Perhaps what left me most disturbed and most unsettled were the testimonies of the defendants. They stood at the gates of the camps, reeling at the stench of the cargo they were to unload. (Human beings who could barely walk after hours and days of being stacked in a cattle car with no food, no water and no lavatory facilities. The dead were piled to the side, and the living were in shock.) They pointed their guns, and sorted the first round of survivors. They prodded to keep prisoners working. They sorted the sick and the dying. They shot prisoners. They sent them to the gas chamber.
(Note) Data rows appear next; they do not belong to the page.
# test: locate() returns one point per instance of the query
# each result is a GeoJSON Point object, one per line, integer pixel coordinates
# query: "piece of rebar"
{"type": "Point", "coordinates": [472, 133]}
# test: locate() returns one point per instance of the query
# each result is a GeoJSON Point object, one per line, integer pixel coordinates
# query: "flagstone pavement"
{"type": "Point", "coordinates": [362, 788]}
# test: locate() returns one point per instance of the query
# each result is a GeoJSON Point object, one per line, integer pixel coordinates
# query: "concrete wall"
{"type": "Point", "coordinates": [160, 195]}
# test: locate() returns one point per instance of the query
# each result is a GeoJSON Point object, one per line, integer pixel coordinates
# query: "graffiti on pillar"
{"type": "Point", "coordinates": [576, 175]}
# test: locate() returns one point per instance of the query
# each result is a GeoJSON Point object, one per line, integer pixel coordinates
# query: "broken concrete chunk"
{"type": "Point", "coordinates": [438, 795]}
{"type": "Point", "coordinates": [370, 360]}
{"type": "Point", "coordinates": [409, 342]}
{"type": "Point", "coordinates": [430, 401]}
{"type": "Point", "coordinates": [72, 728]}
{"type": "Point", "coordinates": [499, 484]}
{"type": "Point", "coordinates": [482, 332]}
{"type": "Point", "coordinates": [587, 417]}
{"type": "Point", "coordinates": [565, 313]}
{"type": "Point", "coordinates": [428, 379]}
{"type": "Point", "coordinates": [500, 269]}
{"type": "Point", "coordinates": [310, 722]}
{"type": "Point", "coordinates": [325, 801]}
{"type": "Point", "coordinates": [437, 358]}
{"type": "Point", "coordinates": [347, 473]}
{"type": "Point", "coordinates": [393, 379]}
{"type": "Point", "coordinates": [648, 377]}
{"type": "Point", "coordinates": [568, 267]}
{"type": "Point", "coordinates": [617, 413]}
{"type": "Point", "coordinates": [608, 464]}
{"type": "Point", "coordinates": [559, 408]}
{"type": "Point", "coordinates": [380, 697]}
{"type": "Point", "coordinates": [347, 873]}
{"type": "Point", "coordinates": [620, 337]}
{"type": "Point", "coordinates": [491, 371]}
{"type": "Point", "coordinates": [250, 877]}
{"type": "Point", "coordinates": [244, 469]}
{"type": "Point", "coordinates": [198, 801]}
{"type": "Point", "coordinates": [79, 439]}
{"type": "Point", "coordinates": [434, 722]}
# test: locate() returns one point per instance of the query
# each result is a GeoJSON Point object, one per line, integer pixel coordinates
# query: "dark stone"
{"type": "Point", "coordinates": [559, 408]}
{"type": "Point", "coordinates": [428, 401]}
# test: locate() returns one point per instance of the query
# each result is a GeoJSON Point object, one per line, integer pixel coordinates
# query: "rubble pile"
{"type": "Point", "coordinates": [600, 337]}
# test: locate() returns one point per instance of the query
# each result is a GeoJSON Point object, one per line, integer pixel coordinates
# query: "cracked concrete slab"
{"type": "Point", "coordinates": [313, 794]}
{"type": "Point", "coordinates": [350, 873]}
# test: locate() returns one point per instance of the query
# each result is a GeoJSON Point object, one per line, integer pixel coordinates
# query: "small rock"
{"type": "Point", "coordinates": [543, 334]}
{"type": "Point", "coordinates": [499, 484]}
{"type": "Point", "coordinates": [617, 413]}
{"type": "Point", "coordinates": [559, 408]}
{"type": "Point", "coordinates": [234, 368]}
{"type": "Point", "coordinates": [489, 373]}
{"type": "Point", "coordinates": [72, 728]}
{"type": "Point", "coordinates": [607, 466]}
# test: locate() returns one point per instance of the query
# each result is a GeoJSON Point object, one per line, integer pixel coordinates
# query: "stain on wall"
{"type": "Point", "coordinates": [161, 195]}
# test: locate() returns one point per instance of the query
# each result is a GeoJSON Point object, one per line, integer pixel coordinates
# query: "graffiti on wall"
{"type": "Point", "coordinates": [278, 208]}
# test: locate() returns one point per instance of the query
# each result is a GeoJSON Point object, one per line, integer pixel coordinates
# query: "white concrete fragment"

And yet, I couldn't hate them as I so desperately wanted to. Reading the cold testimonies, I felt a sort of pity. For the first time, I felt a sort of understanding for the Nazi "machine" and an understanding for the perpetrators that defies reason. Defendant 12 summarizes the situation well in Part III of Canto 6 (my translation, punctuation and spacing the same as the original):
Mr. Chairman
I would like to explain something
Every third word in our school time
dealt with those
who were guilty of all
and that must be eradicated
It was hammered into us
that this was the best
for our own people
In the Fuehrer-schools we learned above all
to accept everything silently
When someone asked something else
then it was said
What was done was done according to the law
It helps nothing
that the laws are different today
They said to us
Your job is to learn
You need schooling more than bread
Mr. Chairman
Thinking was taken from us
That was done for us by others
(The accused laugh in agreement)
What happened in Nazi Germany was possible because Hitler had absolute control of the education system. This development was not something which occurred overnight, but instead was the culmination of centuries of centralization. I cannot overemphasize this point. Many speak of Hitler's education law in reference to the current homeschooling situation in Germany, but that makes it seem as if the minor changes he made to existing law were the result of a totalitarian dictatorship. It also makes it seem distant and unrelated to us. What this annoying headline does not consider is that it was the centralized education system which made the totalitarian dictatorship possible. Yes, he outlawed homeschooling and private schools. But essentially all he did was add the weight of enforcement to a previously existing law and outlaw private schools. The change was not dramatic.

January 27 has marked a day of remembrance in Germany since 1996. It has been an international memorial since 2005, the 60th anniversary of the liberation and the 60th session of the General Assembly of the United Nations. Lilly Jacob was also liberated, after having suffered in Auschwitz and losing her family. In the abandoned barracks of an SS officer (in another concentration camp 100 miles from Auschwitz), she found a photo album which contained pictures of her family and friends. No one knows exactly why it was kept or what it was for. No one is really sure exactly who took the pictures. But it survives as the only photographic evidence of Jews arriving at Auschwitz and documents the entire selection process except the execution itself.

As you look through the 56 pages and 193 photos documenting this horror, think about what it takes for a nation to commit such an atrocity. This is not the vision of a single, evil man, but the culmination of a thousand tiny steps. Many of which were taken "for the good of the nation."